After the naturalists finished, the magicians started in. All the college students—and Lan—were in the thick of it. Over half of the magic students were planning to go for settlement magicians or do fieldwork on the wildlife when they graduated, so they were even more excited about having a brand-new steam dragon to study than the professors were.

The college made regular announcements in the paper of what they’d found out, mostly to reassure people. The steam dragon had been a female, probably blown east by a freak storm. None of the settlements west of the barrier had reported attacks or other sightings, so we weren’t likely to be seeing flocks of them come spring. There was some unpleasantness when the weather warmed up and the dragon began to thaw out.

“It’s because we didn’t expect it to go bad and smelly all at once like this,” Lan told Robbie and William and me. “We thought we’d have a couple of weeks when the inside would still be frozen, even though the outside was thawing out. But Papa says that it has enough magic, even dead, to warm up fast all over.”

“Yuck,” Robbie said with considerable relish. “I bet it’ll stink up the whole college. Maybe even half the city. Hey, Eff, your bedroom is on that side of the house. Better not open your window ‘til you’ve had a good sniff of the wind!”

“Don’t be dumb,” Lan told him. “Papa and Professor Graham already have teams of students doing preservation spells on different sections of the body.”

“My father said they couldn’t have the whole neighborhood complaining about the smell,” William confirmed.

“I wish they’d let me help more,” Lan said crossly. “They wouldn’t need such big teams if they let me do one of the preservation spells.”

“Are you doing preservation spells already?” I said, impressed.

“Well, no,” Lan admitted. “But I bet I could if Papa would let me. I sneaked a look at the next study book, and they don’t look that hard.”

“You aren’t thinking of trying them on your own, are you?” I said.

“Of course not,” Lan said loftily. “I know better than that.” He grinned. “Besides, Papa’d know in a minute that it was me. That’s the problem with being a double-seven—nobody else’s magic feels the same, so it’s too easy to get caught.”

I didn’t find that particularly reassuring, but in the end, it wasn’t Lan who got in trouble over the steam dragon—it was Robbie. Late in the spring, when the snakes came out, he went down to the meadow and caught himself a dozen garter snakes. He dipped them in gray milk paint and then told the boys in his class they were baby steam dragons, hatched from eggs the dead steam dragon had laid before the magicians got it. He sold all but two of them for a quarter each before Mrs. Bertelstein came calling on Papa, all indignant because he’d dare let his own son spread such dangerous creatures all over town. She was even more indignant when Papa called Robbie in and made him admit what they really were. Robbie had to pay back all the money, and explain and apologize to all the parents, and on top of that he had extra chores for weeks.

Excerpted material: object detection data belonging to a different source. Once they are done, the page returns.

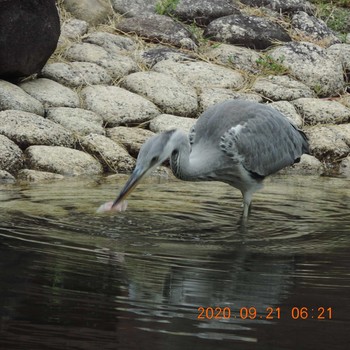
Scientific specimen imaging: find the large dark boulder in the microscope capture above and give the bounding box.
[0,0,60,80]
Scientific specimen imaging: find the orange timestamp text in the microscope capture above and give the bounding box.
[197,306,333,320]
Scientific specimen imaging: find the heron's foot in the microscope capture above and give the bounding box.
[243,203,250,218]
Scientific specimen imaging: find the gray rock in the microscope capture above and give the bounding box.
[107,126,154,158]
[168,0,238,26]
[204,14,291,50]
[20,78,80,108]
[111,0,159,17]
[83,32,137,55]
[199,88,263,113]
[240,0,315,14]
[117,15,197,50]
[345,33,350,44]
[46,107,105,136]
[292,11,340,46]
[149,114,197,134]
[138,46,194,68]
[0,80,44,115]
[339,155,350,177]
[80,134,135,173]
[0,170,16,184]
[292,98,350,125]
[65,43,139,79]
[205,44,261,73]
[46,107,103,127]
[122,71,198,116]
[25,146,103,176]
[17,169,64,182]
[279,154,325,175]
[252,75,315,101]
[81,85,160,127]
[40,62,112,87]
[327,44,350,74]
[63,0,112,25]
[0,110,74,149]
[269,101,304,128]
[152,60,244,89]
[304,124,350,164]
[0,134,23,174]
[270,42,344,96]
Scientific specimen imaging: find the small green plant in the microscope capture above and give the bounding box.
[156,0,180,15]
[256,55,289,75]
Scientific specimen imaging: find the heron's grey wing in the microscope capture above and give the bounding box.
[220,107,307,176]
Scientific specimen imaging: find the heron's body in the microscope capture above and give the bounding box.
[107,100,309,217]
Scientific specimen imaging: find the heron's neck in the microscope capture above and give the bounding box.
[170,130,201,181]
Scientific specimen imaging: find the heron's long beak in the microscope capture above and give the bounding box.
[112,168,147,208]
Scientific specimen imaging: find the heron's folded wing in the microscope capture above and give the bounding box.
[220,114,305,176]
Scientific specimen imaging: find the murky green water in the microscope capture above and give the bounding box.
[0,177,350,350]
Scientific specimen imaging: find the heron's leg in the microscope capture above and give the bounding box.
[242,191,253,218]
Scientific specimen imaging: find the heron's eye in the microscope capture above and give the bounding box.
[151,156,159,165]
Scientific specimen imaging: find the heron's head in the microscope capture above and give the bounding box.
[112,130,176,207]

Papa wasn’t so upset by the fake steam dragons as he made out—I heard him telling Dean Farley about it later, and laughing. Mama was upset, though. After Mrs. Bertelstein’s visit, Mama was the one who had to smooth down the neighbors and the other mothers, and while she was plenty good at smoothing, she didn’t much care for having to do it. A week after it all came out about the painted garter snakes, Mama gave Robbie a talking-to. None of the rest of us heard what she said—Mama never yelled, even when she was mad as fire—and Robbie wouldn’t talk about it to anyone afterward, but it must have been something to hear, because Robbie shaped up and didn’t so much as pull the girls’ pigtails in the school yard for nearly a month.